O fim de semana prolongado para o mercado financeiro brasileiro foi marcado por notícias relevantes, no Brasil e no exterior, capazes de agitar o pregão doméstico nesta segunda-feira. A começar pela tragédia na cidade de Brumadinho, na região metropolitana de Belo Horizonte, que deve pressionar as ações da Vale hoje, distanciando o Ibovespa da marca psicológica dos 100 mil pontos - já que o peso do papel no índice é de quase 11%.
Na última sexta-feira, quando os negócios locais estavam fechados por causa do aniversário de São Paulo, os recebidos de depósito de ações (ADRs) da mineradora negociados em Nova York chegaram a cair 13%. Ao final da sessão, a queda foi um pouco menor, de -8%, em meio à debandada de investidores estrangeiros do papel. Só aí, as ações da Vale têm esse ajuste a fazer.
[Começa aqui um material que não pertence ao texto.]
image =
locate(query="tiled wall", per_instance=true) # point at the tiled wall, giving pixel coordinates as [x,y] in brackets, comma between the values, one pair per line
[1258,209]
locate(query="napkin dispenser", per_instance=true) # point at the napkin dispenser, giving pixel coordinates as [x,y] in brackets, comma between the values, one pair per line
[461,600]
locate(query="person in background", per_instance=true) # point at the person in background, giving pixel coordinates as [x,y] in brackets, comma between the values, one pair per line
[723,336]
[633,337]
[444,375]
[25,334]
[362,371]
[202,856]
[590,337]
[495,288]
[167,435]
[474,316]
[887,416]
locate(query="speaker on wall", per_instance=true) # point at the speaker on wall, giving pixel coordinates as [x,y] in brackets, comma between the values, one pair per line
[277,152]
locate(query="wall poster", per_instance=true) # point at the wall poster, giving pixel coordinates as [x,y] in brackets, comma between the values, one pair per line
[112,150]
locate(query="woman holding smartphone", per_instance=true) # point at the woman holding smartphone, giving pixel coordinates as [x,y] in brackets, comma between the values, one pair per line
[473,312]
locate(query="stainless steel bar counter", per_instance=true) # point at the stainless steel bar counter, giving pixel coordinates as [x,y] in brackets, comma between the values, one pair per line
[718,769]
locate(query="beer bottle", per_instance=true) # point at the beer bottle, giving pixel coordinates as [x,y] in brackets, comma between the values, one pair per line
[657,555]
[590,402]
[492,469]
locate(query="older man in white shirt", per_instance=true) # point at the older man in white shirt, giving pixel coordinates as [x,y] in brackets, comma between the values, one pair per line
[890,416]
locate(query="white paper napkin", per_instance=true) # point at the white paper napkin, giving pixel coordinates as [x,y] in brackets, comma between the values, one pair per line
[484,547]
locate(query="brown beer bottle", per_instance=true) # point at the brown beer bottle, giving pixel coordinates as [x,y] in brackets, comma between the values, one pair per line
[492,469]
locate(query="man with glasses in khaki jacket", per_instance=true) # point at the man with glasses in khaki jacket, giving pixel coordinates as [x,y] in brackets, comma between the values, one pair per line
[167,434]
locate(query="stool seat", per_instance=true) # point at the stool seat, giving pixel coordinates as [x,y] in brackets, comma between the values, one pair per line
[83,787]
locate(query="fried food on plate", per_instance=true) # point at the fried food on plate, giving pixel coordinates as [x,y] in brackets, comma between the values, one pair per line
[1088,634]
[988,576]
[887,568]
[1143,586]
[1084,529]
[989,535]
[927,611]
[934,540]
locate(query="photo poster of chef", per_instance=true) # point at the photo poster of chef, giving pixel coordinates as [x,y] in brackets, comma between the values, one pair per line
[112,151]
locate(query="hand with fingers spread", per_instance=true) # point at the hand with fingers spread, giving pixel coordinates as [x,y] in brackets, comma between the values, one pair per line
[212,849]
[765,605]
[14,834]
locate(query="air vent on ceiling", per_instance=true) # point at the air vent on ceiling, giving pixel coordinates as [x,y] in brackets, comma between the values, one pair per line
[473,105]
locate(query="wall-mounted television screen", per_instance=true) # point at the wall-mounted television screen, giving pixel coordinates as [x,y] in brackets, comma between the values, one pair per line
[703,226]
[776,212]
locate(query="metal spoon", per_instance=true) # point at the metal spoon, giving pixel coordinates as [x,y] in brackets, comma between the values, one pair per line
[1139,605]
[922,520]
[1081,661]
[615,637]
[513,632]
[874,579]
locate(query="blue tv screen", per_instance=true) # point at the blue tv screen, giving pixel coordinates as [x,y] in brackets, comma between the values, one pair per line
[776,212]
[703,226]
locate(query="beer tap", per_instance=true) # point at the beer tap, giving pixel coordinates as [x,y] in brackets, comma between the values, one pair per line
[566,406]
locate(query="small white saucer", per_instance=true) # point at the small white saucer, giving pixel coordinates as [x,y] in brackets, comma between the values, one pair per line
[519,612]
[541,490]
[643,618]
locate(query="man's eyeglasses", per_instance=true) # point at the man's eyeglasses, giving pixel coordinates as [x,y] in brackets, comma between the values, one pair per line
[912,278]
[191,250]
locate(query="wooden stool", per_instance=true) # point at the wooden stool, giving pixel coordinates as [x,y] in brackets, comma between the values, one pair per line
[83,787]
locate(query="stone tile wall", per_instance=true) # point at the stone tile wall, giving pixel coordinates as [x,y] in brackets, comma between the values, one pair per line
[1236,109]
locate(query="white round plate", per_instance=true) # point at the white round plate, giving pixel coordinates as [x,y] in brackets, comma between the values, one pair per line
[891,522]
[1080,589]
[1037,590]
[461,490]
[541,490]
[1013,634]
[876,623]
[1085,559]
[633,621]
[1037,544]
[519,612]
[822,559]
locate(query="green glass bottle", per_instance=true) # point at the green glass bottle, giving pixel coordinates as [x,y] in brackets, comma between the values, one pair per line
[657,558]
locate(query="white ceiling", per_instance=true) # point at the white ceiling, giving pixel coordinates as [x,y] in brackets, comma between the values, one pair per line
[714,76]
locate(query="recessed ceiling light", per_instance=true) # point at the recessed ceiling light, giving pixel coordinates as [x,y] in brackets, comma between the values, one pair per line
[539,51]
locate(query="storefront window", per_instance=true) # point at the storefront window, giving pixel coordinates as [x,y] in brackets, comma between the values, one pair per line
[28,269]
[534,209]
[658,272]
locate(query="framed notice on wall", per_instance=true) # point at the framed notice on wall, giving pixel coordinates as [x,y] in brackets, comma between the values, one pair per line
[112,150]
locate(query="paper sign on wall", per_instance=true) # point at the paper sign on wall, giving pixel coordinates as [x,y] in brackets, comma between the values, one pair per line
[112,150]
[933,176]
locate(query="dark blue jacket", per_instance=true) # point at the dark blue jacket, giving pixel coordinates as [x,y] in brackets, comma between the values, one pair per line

Só que o movimento em Nova York foi apenas uma reação inicial às primeiras notícias sobre o rompimento de uma barragem de rejeitos da Vale na cidade mineira, que fez lembrar o acidente ocorrido três anos antes, em Mariana, também em Minas Gerais. Naquela época, as ações da Vale, que era sócia da Samarco, caíram quase 8% no Ibovespa, um dia após o ocorrido.
Mar de Lama
Mas as consequências à Vale após este novo desastre ainda estão por vir...O novo evento envolvendo a mesma empresa e o comportamento dos ADRs logo após os relatos iniciais é apenas um prenúncio de dias negativos que virão à mineradora. Afinal, a Vale passa a ser questionada em relação à questão ambiental para exercer suas operações e os padrões de segurança para concessão de licenças podem aumentar após a nova tragédia.
De olho nisso, a agência de classificação de risco, Standard & Poor’s (S&P) colocou a nota de risco de crédito (rating) da Vale em observação, para possível rebaixamento. Segundo a S&P, a decisão reflete os riscos que a empresa enfrentará após a nova tragédia. “Os passivos ambientais e sociais podem ser substanciais, especialmente considerando que tal incidente aconteceu antes”, diz.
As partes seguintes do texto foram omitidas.